The First Days with Your New Puppy: Dos and Don’ts

Caring for new puppies can be an incredibly challenging and rewarding experience. Puppies have the excitement of an earthquake and unfortunately can cause the same amount of damage. With a little patience and a lot of love, you can help your rambunctious new companion into a lifelong friend.

DO: Provide a clean and safe kennel for sleeping.

Some people hear the word “kennel” and immediately think “cage.” While sleeping in a kennel is hard at first for most puppies, they grow to love the warmth and safety that a kennel provides. According to the Humane Society of the United States, kennels emulate dogs’ dens where they sleep and protect themselves from the elements. Kennel training can take a week or two of hard work and dedication on your part, as a new puppy can yap and bark for hours during the first few nights. Afterwards, you are sure to find that your puppy retreats to his or her kennel by himself to nap or wait out a thunderstorm.

DO: Get the right food for your pup.

There is a big difference between generic bargain basement brands and high-end dog foods. Dog foods that have corn, gluten meal, animal by-products and rice at or near the top of the list are using the cheapest materials. These grains and fillers do not provide the amino acids and proteins that benefit a puppy’s brain, muscle and bone growth. Look instead for a dog food that lists chicken, beef, fish or other animal proteins at or near the top of the ingredients list.

DO: Buy your puppy safe chew toys.

A puppy has a natural instinct to gnaw on everything in sight growing permanent adult teeth. Giving your puppy safe chew toys made of durable rubber or shred-resistant fabrics gives an outlet for safe chewing without raising your ire or stress.

DON’T: Yell at or hit your puppy.

Puppies are incredibly curious and adventurous, but they are typically not mean or deliberately destructive. Raising your voice or hitting your puppy when he or she acts out of curiosity leads to your puppy fearing you, not respecting and loving you. It also does not teach your puppy to avoid certain behaviors, only to hide them while in your presence.

DON’T: Feed your puppy off the table.

Dogs are natural scavengers and beg for food when they smell something they want. Naturally, a puppy that is rewarded by begging with scraps from the table is likely to continue to beg. This might be cute at first, but can quickly turn into an annoyance and dependence that guests and family members might not find so cute.

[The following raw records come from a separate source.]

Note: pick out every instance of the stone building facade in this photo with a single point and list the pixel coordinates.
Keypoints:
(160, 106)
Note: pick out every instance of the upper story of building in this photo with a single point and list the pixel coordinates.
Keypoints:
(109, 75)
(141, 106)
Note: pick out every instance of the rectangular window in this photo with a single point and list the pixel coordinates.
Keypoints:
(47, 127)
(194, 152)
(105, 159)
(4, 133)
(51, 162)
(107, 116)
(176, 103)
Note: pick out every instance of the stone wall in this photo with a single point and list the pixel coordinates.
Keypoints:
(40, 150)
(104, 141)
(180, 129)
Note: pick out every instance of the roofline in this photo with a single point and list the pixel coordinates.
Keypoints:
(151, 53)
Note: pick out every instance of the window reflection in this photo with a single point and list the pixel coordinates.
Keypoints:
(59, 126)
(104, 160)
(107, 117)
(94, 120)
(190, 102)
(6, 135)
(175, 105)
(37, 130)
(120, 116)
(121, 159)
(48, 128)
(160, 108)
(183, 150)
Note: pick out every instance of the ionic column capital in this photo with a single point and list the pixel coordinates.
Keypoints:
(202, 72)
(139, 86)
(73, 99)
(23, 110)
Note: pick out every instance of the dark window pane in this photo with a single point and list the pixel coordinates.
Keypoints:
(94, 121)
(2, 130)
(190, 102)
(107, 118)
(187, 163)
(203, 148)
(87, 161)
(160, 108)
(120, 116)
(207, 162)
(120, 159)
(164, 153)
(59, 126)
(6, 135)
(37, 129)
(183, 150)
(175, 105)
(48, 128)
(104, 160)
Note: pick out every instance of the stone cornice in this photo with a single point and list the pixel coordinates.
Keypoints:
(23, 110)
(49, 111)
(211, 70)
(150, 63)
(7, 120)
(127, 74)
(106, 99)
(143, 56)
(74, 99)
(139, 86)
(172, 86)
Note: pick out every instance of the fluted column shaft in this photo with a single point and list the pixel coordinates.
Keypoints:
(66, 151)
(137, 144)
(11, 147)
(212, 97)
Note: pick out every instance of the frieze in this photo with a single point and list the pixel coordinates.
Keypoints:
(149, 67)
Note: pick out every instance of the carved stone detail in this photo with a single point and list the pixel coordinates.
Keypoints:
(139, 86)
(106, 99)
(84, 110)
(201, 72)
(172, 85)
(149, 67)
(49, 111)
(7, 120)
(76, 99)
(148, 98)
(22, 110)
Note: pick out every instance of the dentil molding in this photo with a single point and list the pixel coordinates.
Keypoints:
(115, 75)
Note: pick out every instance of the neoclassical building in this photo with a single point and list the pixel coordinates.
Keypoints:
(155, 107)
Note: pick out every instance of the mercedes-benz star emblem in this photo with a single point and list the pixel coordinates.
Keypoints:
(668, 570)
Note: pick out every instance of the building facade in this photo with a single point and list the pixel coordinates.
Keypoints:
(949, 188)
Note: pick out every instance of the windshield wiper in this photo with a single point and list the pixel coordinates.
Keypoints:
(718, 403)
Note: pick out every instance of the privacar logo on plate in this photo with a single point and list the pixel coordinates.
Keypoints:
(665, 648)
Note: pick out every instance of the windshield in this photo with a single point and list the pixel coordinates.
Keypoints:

DON’T: Leave your puppy unsupervised with small children.

As you begin caring for new puppies, the age difference between them and older dogs becomes evident. Puppies are rambunctious and playful, but they do not have the patience of older, more mature dogs. An unsuspecting child dangling food or a toy in front of a puppy’s face might end up getting some fingers nipped or worse. Supervise your pet with any children until you are sure your puppy has the patience to not react to the roughness or teasing that sometimes comes with children.

DON’T: Forget to teach your new puppy as many tricks and good habits as possible.

Now is the time to dedicate to tricks such as shaking hands, rolling over, playing fetch and many other fun things that go along with dog ownership. While the old adage that “you can’t teach an old dog new tricks” might not be quite so accurate, it is much easier to teach puppies tricks than older dogs. With particularly intelligent breeds like border collies and poodles, you can even teach them more advanced tricks like fetching drinks out of the refrigerator or turning lights off in empty rooms.

Stay patient with your new puppy during these precious early moments of your relationship. Teaching your dog good manners and obedience from the very beginning assures that he or she becomes a cherished companion, not just a pet. As the dog grows, you are sure to look back on the first few weeks struggling with kennel training and chew toys with a smile on your face and even more fondness for your precious pup.